All of the people she could have chosen to seek shelter with. At any time.

With an indignant fluff in her chest, the bird takes up a new position on the wooden board, and this time, she doesn’t bother to check if Eve is looking at her as she briskly flits through a new series of short words:

N O T A G A M-

It’s a good thing spelling out messages one letter at a time is a slow, impedimentary process, because otherwise there would be a lot more curse words in this mix.

"Not to worry Genie I'm perceiving the answers in the ether!
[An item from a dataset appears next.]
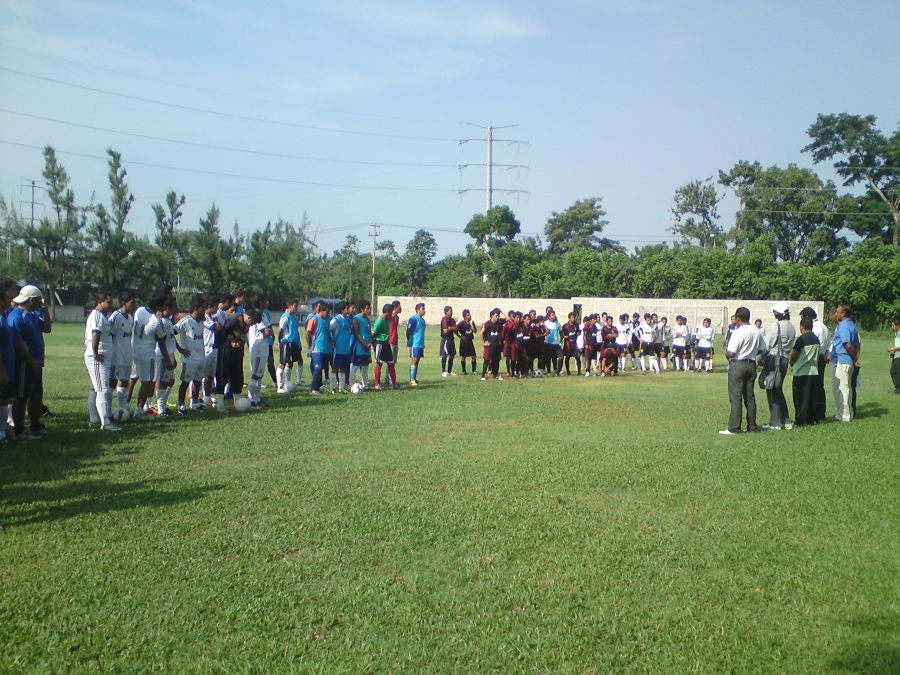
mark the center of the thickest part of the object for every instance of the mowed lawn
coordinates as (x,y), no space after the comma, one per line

Come give me a moment," Eve settling into a comfortable position and tipping her head back to stare up into the ceiling there's a moment where she can't seem to focus and instead of being upset she ends up cackling loudly and falling over. "Okay okay I promise, it's right there. The answer is right there!" Beating the ground with her fist.

"Go to Miss Mind! She's Sibyl's keeper now too, she may be able to pull your brain from that bird brain and slam you right back where you belong."

Eve hums as she sways from side to side her body creating shadows on the wall behind her. "Be careful my dear, I would go but the last time I popped these babies I was on my trip for ten hours!" She cracks more laughter.

As Eve flumps over onto the ground, it takes a mere second for Gene to flutter up and land next to the crown of her head, cheeping with equal parts concern and disdain. Really.

Miss Mind, though. That was an idea. Gene does not know that is meant by 'Sibyl's keeper,' but if anybody could potentially help her out of this, it might indeed be Kaylee. At least this trip had not been totally wasted. Eve dissolves into another swaying laugh as the bird watches helplessly on; if there is any further communication possible between the two, it does not seem that the attempt will go far.

Oh, Eve.

Leaving the woman cackling on the floor, she is quick to slip through the same crack in the window that she had entered through, the thrumming of her little wings soon fading into the black night.

It is time to prepare for her next journey.